John Grimshaw (2018)

Recommended citation
Grimshaw, J. (2018), 'Staphylea trifolia' from the website Trees and Shrubs Online (treesandshrubsonline.org/articles/staphylea/staphylea-trifolia/). Accessed 2024-04-18.

Common Names

  • American Bladdernut

Suckering shrub 2–4(–5–9) m. Leaves with 3 or occasionally 5 leaflets; dark green and glabrous or sparsely hairy above, downy with pale hairs below: leaflets 4.5–13 cm, elliptic to broadly obovate, margins serrulate to serrate, apex acuminate. Flowers bell-shaped; sepals pale greenish, greenish pink to pale pink to whitish, 4–7 mm; petals spathulate, 6–8 mm, apex recurved; filaments not or barely exserted, 6–8 mm, equal to or slightly longer than petals, basally villous; styles villous, more or less equal to stamens. Capsules obovoid, 3–5 cm, with three locules: seeds yellowish, 5 mm. Flora of North America, Krüssmann (1986), Bean (1981).

Distribution  Canada Ontario, Quebec, United States Alabama, Arkansas, Connecticut, Delaware, D.C., Florida, Georgia, Illinois, Indiana, Iowa, Kansas, Kentucky, Louisiana, Maryland, Massachusetts, Michigan, Minnesota, Mississippi, Missouri, Montana, Nebraska, New Hampshire, New Jersey, New York, North Carolina, Ohio, Oklahoma, Pennsylvania, South Carolina, Tennessee, Vermont, Virginia, West Virginia, Wisconsin.

Habitat Deciduous forests, often humid, often at bases of rocky slopes, floodplain woods, thickets, stream banks; 0–1000 m.

USDA Hardiness Zone 4-8

RHS Hardiness Rating H7

Conservation status Not evaluated (NE)

Taxonomic note The relationship of Staphylea trifolia with the northern Mexican S. pringlei S. Watson remains to be determined (Flora of North America). A plant labelled S. trifolia f. pyriformis is cultivated at Kew and the Sir Harold Hillier Gardens, but the name does not appear in the literature.

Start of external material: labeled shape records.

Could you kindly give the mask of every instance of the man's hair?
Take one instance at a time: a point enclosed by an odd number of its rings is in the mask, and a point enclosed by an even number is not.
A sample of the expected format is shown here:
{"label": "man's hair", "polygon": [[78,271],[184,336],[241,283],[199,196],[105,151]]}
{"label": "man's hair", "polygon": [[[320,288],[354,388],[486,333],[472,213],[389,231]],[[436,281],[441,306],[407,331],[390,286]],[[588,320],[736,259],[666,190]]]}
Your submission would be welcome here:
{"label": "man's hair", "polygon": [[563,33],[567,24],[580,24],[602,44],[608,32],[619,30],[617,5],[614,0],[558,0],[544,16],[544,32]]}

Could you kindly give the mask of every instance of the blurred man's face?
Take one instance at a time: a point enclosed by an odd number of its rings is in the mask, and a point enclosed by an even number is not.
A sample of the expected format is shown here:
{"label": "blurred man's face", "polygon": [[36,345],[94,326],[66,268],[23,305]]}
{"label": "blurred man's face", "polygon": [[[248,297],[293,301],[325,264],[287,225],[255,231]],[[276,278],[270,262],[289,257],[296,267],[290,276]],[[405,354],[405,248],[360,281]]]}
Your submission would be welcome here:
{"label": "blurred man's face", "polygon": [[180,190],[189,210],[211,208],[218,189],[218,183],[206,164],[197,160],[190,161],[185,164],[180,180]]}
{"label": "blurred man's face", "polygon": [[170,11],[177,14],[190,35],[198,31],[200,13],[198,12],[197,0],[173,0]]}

Although usually a shrub of moderate height, S. trifolia can become a small tree up to 9 m tall, but as Sternberg (2004) notes it is usually an inconspicuous understorey species. Similarly, in the garden it has little presence – ‘not a highly valued garden plant’ according to Krüssmann (1986), on account of its dowdy flowers, and although cultivated in Europe since the early seventeenth century it is seldom seen. Its downy leaves at least make it recognisable.